We jumped out of the car, trying to keep ahead of the black thunderclouds that seemed to appear from nowhere. My daughter raced to the farm stand and had her bucket ready before I even got myself out of the car, while my son, older by two years, hung back and threw his baseball over and over into his mitt.
"Go ahead," I yelled to her, and she took off down the farm road and into a row of strawberry plants. A moment later, she shouted, "I found one! I found a red strawberry!" She held it up for all to see, and plunked it in the bucket. Then, "I found another one! Look! Look!" And repeated that for the next dozen strawberries until she got into her rhythm.
My son, eight, was more subdued. He picked a few, ate one or two, talked about the Boston Red Sox and school. Hard to remember that just a few years ago, he was the one running full speed down the rows of strawberries, shouting with joy at discovering a perfect berry, jumping from plant to plant. And amazing to think that probably in a few years, neither will gallop through farm fields with abandon, so thrilled by the prospect of a fresh strawberry that they must sing about it.

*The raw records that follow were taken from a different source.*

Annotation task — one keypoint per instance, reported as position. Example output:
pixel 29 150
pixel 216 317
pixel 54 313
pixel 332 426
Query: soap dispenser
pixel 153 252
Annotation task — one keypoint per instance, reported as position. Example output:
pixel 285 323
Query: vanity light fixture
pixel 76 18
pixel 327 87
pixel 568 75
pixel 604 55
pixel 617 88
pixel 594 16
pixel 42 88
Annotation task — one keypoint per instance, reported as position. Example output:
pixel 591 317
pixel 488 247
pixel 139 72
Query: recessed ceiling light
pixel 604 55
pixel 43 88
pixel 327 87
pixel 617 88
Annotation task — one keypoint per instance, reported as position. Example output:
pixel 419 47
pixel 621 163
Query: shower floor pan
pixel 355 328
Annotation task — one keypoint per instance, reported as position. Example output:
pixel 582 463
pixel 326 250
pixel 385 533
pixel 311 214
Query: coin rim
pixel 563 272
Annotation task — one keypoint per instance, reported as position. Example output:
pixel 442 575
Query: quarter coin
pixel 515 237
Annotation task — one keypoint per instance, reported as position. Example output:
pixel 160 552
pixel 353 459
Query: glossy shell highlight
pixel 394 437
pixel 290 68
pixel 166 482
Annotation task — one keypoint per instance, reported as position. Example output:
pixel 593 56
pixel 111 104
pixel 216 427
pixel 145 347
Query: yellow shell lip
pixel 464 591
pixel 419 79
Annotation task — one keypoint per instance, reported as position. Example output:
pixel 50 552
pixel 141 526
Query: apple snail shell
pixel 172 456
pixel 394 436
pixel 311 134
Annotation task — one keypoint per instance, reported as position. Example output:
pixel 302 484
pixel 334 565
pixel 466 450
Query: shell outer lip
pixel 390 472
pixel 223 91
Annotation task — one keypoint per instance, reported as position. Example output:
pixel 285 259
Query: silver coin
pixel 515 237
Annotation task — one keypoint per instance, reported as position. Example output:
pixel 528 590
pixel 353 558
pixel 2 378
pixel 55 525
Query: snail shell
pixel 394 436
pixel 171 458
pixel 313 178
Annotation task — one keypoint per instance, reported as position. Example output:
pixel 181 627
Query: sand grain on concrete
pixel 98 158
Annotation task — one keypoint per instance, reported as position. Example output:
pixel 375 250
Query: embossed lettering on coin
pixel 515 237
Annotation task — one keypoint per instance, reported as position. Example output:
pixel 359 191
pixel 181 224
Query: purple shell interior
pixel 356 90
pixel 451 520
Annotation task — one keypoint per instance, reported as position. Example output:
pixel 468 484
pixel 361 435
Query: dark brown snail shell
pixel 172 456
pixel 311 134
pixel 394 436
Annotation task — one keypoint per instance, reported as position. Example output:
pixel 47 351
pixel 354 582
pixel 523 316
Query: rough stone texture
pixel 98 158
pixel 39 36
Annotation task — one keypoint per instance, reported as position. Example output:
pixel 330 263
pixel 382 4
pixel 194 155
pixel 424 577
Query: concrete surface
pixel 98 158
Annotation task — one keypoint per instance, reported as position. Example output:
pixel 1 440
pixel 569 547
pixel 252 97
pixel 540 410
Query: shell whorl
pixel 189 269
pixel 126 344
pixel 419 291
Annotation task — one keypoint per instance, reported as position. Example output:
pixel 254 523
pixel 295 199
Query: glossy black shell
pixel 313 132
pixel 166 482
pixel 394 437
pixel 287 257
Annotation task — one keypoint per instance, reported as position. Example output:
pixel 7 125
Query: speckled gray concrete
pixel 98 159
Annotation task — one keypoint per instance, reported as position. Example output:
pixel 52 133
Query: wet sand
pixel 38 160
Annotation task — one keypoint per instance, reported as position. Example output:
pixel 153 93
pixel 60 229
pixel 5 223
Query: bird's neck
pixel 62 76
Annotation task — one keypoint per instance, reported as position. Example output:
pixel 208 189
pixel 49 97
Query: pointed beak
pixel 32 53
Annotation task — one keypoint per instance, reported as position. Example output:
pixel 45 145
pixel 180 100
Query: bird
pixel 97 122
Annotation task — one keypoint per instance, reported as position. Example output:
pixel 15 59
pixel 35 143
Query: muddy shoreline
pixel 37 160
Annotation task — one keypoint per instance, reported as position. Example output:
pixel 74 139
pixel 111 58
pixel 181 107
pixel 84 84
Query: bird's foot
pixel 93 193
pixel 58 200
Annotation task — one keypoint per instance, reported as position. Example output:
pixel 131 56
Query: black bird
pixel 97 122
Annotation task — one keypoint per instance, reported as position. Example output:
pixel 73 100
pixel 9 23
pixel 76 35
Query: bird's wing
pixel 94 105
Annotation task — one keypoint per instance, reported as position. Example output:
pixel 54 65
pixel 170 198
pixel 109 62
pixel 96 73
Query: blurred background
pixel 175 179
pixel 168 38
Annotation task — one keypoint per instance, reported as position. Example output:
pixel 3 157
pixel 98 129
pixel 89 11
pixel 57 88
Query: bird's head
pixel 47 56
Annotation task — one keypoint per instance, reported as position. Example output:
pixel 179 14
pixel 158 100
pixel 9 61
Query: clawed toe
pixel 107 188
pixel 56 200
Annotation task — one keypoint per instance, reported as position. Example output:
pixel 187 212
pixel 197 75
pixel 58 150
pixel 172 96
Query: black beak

I don't know why, but a strawberry never tastes quite as delicious (or as juicy) as when it's still warm from sitting on the vine in the sun. Strawberries you pick yourself taste better. And though we go strawberry picking a few times every year, there's still that gasp and shout of excitement as my youngest spots her first strawberry in the fields.
Luckily, here in South Carolina, we're blessed with a slew of pick-your-own strawberry farms. And since it's been a cool spring, most farms are still producing lots of beautiful strawberries and will be for a couple more weeks.
Last week we headed over to Cottle Strawberry Farm
just outside of Columbia
, and there were still plenty of strawberries in the field. To find a pick-your-own farm in your area, click here
So get out there and pick some strawberries with your kids while you can. It's a fleeting time; both strawberry season and young childhood.
Always call ahead to the farm you plan on visiting to check on weather and crop conditions.